I took the top 40 thousand words from SUBTLEX-CH’s frequency list and cross-checked how many of each 1000-word bucket from the ranked list is there in CHDICT. These are the red data points in the plot below. For comparison I also calculated the coverage of CC-CEDICT, a mature dictionary with 110 thousand headwords; these values are shown in blue.

You can see that CHDICT has nearly 100% coverage for the top 6,000 words: for each 1000-word bucket, almost 1000 words are there in the dictionary. This is not surprising; after all, I defined the scope by plucking the top of exactly this frequency list.

Beyond this range CHDICT’s coverage falls sharply. The cut-off point is well below 10 thousand words; conversely, CHDICT’s 11 thousand headwords include many words from lower frequency ranges. The reason for this is that I included the 6 thousand required words for the HSK exams without regard to their frequency rank, and HSK’s compilers apparently did not focus on the most common colloquial vocabulary.

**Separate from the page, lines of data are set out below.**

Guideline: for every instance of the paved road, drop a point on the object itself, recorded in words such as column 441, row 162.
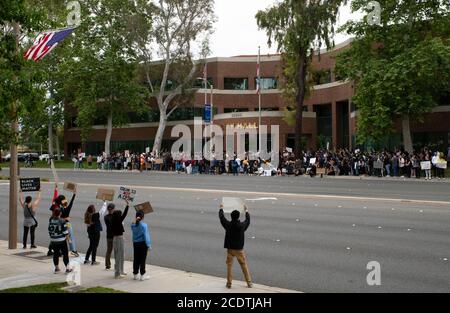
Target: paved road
column 298, row 241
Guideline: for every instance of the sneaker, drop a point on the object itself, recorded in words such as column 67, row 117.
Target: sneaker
column 119, row 276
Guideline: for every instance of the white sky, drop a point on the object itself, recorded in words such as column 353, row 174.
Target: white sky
column 236, row 32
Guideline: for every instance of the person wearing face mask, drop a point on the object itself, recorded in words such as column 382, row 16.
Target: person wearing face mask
column 65, row 208
column 29, row 222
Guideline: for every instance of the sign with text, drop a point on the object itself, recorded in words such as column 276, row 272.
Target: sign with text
column 72, row 187
column 425, row 165
column 144, row 207
column 231, row 204
column 378, row 165
column 127, row 194
column 30, row 184
column 105, row 194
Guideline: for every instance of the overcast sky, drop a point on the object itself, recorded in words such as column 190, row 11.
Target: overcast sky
column 236, row 32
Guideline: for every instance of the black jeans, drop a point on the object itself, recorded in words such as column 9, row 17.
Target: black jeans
column 94, row 239
column 60, row 249
column 140, row 255
column 25, row 234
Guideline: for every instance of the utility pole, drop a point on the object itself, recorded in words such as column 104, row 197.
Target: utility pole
column 13, row 166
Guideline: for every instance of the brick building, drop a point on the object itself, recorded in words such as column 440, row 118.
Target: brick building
column 329, row 116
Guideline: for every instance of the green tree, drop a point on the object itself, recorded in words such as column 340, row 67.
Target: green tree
column 173, row 27
column 401, row 68
column 298, row 28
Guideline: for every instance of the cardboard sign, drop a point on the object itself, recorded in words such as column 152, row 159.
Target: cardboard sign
column 144, row 207
column 231, row 204
column 378, row 165
column 30, row 184
column 127, row 194
column 107, row 194
column 72, row 187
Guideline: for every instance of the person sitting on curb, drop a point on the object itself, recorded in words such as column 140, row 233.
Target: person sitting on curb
column 234, row 243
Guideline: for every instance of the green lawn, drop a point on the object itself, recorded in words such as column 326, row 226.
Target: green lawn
column 57, row 288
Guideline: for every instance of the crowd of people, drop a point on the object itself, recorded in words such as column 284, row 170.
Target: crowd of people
column 62, row 236
column 342, row 162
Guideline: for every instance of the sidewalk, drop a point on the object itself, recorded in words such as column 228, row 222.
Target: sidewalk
column 21, row 268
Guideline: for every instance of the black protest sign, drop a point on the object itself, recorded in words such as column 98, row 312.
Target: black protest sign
column 30, row 184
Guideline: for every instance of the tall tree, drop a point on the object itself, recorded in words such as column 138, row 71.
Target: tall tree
column 401, row 67
column 102, row 83
column 298, row 28
column 174, row 27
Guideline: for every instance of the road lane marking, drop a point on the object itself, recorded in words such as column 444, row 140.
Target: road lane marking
column 274, row 194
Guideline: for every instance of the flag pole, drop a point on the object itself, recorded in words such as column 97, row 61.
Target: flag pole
column 259, row 97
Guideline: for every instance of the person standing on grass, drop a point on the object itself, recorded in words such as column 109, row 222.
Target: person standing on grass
column 141, row 244
column 94, row 227
column 29, row 222
column 234, row 243
column 118, row 243
column 59, row 234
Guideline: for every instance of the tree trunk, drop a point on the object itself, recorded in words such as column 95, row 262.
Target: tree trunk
column 58, row 150
column 160, row 132
column 299, row 110
column 407, row 138
column 50, row 134
column 108, row 135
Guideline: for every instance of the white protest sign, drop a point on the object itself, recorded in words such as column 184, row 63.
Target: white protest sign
column 127, row 194
column 231, row 204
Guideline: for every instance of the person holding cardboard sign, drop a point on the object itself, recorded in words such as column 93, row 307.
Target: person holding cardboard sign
column 29, row 221
column 234, row 243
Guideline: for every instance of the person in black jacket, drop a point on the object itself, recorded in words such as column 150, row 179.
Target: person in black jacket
column 234, row 243
column 94, row 227
column 118, row 244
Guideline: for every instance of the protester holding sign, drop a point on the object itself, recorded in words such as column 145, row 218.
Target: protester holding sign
column 141, row 244
column 65, row 208
column 118, row 243
column 29, row 222
column 94, row 227
column 234, row 243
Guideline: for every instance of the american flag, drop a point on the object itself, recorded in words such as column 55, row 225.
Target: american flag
column 258, row 73
column 46, row 42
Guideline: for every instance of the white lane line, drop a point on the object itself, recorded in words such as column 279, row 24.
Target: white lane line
column 259, row 193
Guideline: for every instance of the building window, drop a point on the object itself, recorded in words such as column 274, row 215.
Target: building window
column 267, row 83
column 235, row 83
column 228, row 110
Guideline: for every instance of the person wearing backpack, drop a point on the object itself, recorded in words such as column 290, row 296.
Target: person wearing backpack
column 234, row 243
column 29, row 222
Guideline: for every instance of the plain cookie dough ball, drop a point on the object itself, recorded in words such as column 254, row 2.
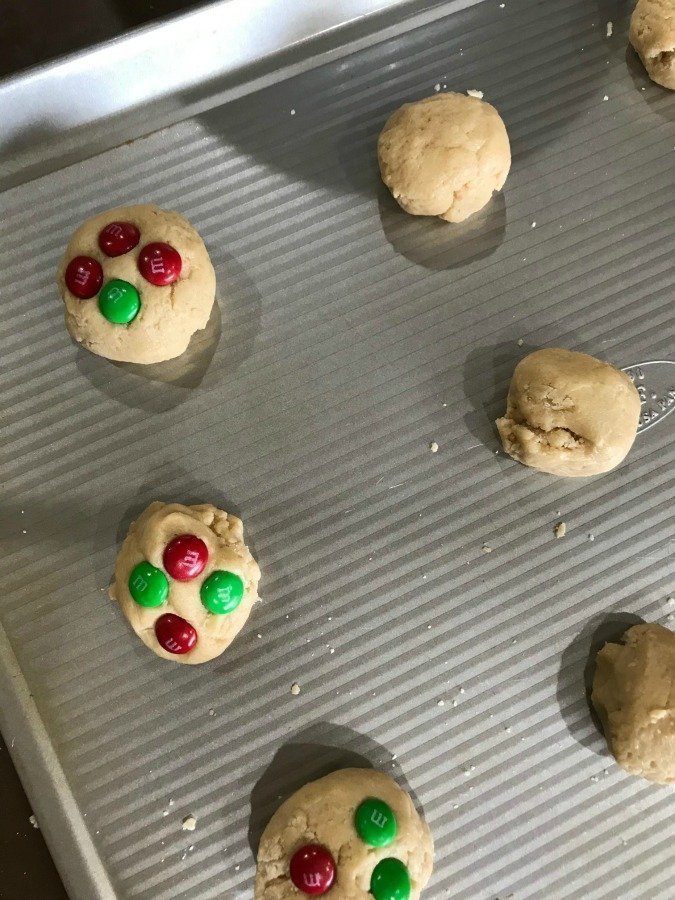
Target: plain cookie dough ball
column 137, row 282
column 652, row 33
column 634, row 695
column 353, row 834
column 569, row 414
column 185, row 580
column 444, row 156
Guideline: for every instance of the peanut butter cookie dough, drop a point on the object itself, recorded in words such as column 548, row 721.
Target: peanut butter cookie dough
column 353, row 835
column 634, row 695
column 185, row 580
column 652, row 33
column 569, row 414
column 136, row 282
column 444, row 156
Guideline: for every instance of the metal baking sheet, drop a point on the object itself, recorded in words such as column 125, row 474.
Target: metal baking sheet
column 350, row 337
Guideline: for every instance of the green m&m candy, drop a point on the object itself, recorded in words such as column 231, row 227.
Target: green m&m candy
column 148, row 585
column 390, row 880
column 119, row 302
column 375, row 823
column 221, row 592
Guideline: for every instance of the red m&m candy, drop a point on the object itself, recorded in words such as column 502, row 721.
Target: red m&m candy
column 84, row 277
column 312, row 869
column 118, row 238
column 159, row 264
column 185, row 557
column 174, row 634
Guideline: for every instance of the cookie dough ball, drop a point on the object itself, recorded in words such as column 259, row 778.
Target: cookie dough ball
column 652, row 33
column 353, row 834
column 185, row 580
column 137, row 282
column 634, row 695
column 569, row 414
column 444, row 156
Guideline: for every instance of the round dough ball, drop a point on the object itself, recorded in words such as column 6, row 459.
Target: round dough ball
column 634, row 695
column 225, row 551
column 569, row 414
column 169, row 314
column 323, row 812
column 444, row 156
column 652, row 33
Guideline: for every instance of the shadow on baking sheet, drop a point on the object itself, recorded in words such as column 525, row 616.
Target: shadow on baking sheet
column 311, row 753
column 435, row 244
column 487, row 373
column 209, row 359
column 575, row 677
column 170, row 484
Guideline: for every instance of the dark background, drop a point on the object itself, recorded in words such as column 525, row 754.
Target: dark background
column 26, row 868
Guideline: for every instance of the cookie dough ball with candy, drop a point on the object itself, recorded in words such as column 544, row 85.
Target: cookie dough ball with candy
column 137, row 283
column 185, row 580
column 353, row 835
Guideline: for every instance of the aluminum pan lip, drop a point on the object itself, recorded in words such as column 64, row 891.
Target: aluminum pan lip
column 157, row 60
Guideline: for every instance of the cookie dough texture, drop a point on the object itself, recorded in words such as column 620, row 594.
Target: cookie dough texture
column 169, row 315
column 444, row 156
column 569, row 414
column 652, row 33
column 223, row 535
column 323, row 812
column 634, row 695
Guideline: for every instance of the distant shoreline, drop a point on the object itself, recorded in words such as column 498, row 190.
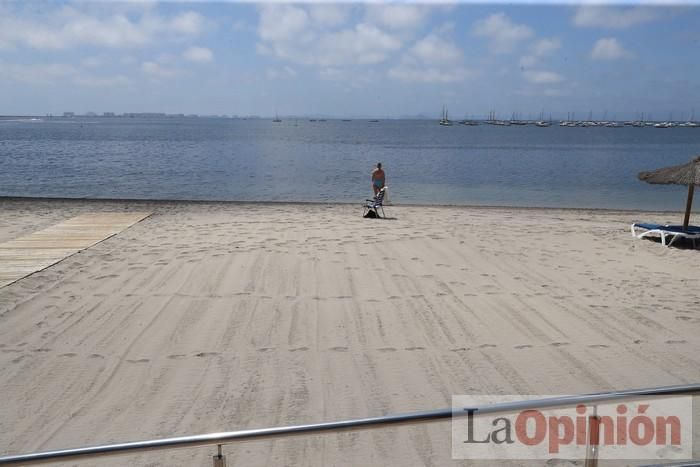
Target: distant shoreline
column 319, row 203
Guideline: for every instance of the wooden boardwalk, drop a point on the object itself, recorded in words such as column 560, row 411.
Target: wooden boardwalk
column 31, row 253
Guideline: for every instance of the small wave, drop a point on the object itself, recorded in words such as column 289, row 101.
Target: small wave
column 22, row 120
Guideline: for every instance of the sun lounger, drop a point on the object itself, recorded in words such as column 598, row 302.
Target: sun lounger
column 663, row 231
column 375, row 204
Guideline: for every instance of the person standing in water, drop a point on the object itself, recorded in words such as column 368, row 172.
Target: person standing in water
column 378, row 178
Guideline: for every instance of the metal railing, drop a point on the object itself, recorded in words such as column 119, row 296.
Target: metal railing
column 411, row 418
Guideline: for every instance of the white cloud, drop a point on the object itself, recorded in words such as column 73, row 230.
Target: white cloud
column 502, row 33
column 540, row 49
column 328, row 15
column 284, row 72
column 362, row 45
column 612, row 17
column 433, row 49
column 36, row 73
column 609, row 48
column 67, row 27
column 429, row 75
column 52, row 73
column 432, row 59
column 190, row 23
column 396, row 16
column 198, row 54
column 155, row 70
column 293, row 33
column 91, row 62
column 542, row 77
column 546, row 46
column 282, row 22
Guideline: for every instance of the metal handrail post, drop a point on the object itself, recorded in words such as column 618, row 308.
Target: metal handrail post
column 342, row 425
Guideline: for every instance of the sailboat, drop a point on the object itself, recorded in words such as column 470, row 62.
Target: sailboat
column 445, row 121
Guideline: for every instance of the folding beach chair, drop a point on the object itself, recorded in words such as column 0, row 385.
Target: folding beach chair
column 375, row 204
column 664, row 231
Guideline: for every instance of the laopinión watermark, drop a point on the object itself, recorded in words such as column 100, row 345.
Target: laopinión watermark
column 642, row 429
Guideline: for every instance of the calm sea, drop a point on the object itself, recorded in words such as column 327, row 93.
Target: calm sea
column 300, row 160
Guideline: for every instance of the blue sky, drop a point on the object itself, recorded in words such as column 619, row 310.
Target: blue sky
column 372, row 59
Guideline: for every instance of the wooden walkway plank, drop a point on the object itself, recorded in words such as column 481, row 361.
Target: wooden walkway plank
column 31, row 253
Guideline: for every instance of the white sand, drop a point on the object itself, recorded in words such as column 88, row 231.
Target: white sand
column 216, row 317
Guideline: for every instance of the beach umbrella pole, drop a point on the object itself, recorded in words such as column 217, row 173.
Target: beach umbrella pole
column 688, row 205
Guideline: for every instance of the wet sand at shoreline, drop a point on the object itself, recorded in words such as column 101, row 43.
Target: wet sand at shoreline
column 210, row 317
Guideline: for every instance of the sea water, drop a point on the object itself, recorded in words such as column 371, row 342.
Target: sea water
column 331, row 161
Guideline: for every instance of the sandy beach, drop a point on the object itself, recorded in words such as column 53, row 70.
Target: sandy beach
column 210, row 317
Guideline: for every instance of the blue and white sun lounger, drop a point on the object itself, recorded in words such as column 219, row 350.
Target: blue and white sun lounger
column 674, row 231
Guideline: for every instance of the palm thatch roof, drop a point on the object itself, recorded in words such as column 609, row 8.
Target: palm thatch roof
column 684, row 174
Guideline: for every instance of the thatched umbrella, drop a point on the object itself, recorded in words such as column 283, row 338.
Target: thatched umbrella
column 685, row 174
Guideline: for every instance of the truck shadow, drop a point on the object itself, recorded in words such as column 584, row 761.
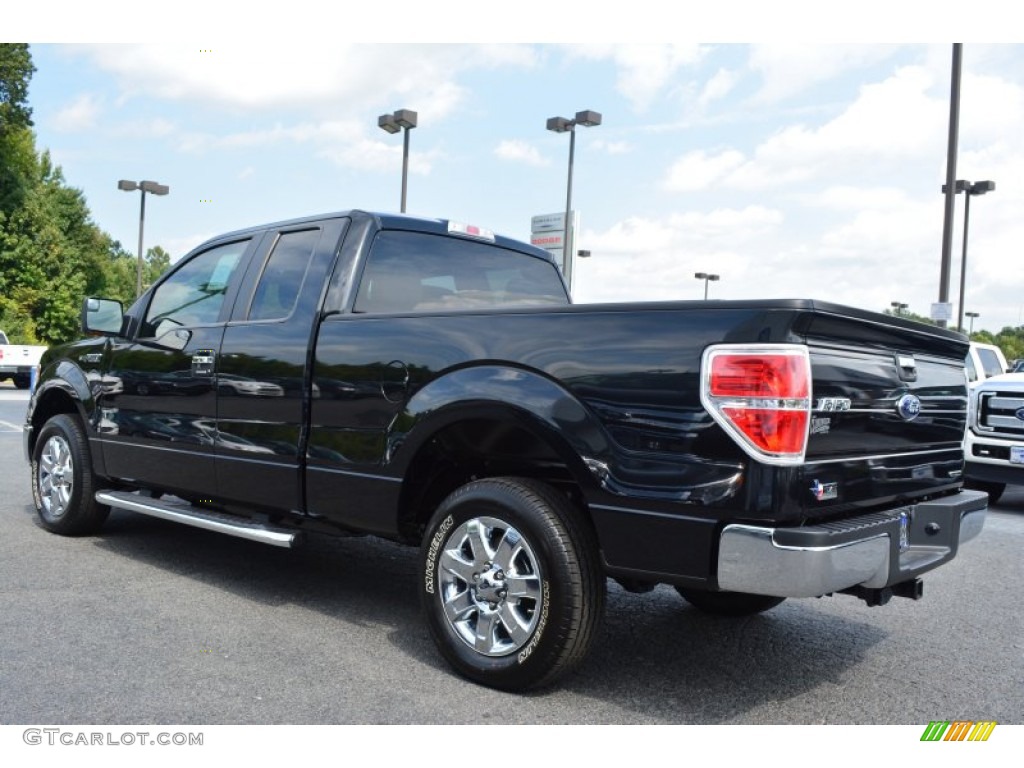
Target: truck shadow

Curiously, CC-CEDICT’s coverage also shows a steady decline. I wrote two related texts about that, which you can read here and here. It is not at all clear what, exactly, constitutes a language’s vocabulary, and we will get as many different answers as there are sources to consult.

Labels

The dictionary uses no more than 18 different labels. (By label I mean the optional meta-information in parantheses at the start of senses.) Below are the extracted labels, with the number of times they are used.

236	családnév
141	átirat
130	kifejezés
127	földrajzi név
127	számlálószó
34	tulajdonnév
13	rövidítés
10	szleng
9	indulatszó
9	átvitten
8	hangutánzó
7	vulgáris
6	szó szerint
3	toldalék
3	köznyelvi
2	tabu
2	nyelvjárási
1	cím

Hungarian word forms

The 24,554 senses contain a total of 13,389 different Hungarian word forms and chunks. (Chunks are parts of a full word where a verbal particle or a compound is delimited with a | character.) The top 50 tokens, along with their frequency in CHDICT’s senses:

1005	meg		56	fog
695	el		53	ember
581	ki		51	hagy
392	fel		49	lép
271	be		48	hely
271	le		48	magát
225	a		47	minden
188	össze		46	állít
171	nem		43	csak
152	át		42	ér
146	van		42	néz
125	és		41	előre
121	az		41	mint
112	ad		41	hoz
104	vesz		41	tér
96	tesz		40	vezet
88	vissza		39	rá
87	megy		37	idő
79	tart		37	erő
78	hogy		37	bele
67	áll		37	még
64	elő		37	nő
62	nagy		37	köt
58	egy		36	pont
56	jó		36	visz

The most frequent tokens act as stopwords in Hungarian searches: the website only returns entries where they make up a full sense. As an end user I would have little benefit from 171 results for a frequent word like “nem” (Hungarian for “no”) - results where “nem” occurs somewhere in a longer sense.

Numerical classifiers

CHDICT’s initial release has a numerical classifier for 983 words (occasionally more than one). There are 123 different classifiers in the data. The list below shows the top 20 classifiers, along with their frequency in CHDICT (showing only simplified characters here):

Ambiguity, word length and frequency

We intuitively feel that shorter words tend to be the more frequent ones, and also that short and frequent words tend to have many meanings, or meanings that are difficult to map to non-Chinese words.

Does the dictionary confirm this perception? The plot below, once again, projects CHDICT’s headwords onto the ranked frequency list, and shows the average number of senses per entry and headwords’ average syllable count in each bucket of 1000 words.

The number of senses (blue data points) clearly decreases as we move to less frequent ranges.

Average syllable count first approaches 2 and seems to stabilize there, before starting to climb again towards the right. This rhymes with another well-know observation: that Chinese “favors” an even number of syllables, which for most dictionary words means precisely 2.

Above the 6,000 mark (i.e., at lower frequencies) we can observe larger fluctuations in both plotted values. This is natural: in this region, CHDICT’s coverage becomes very sparse, which boosts the randomness inherent in these statistical patterns.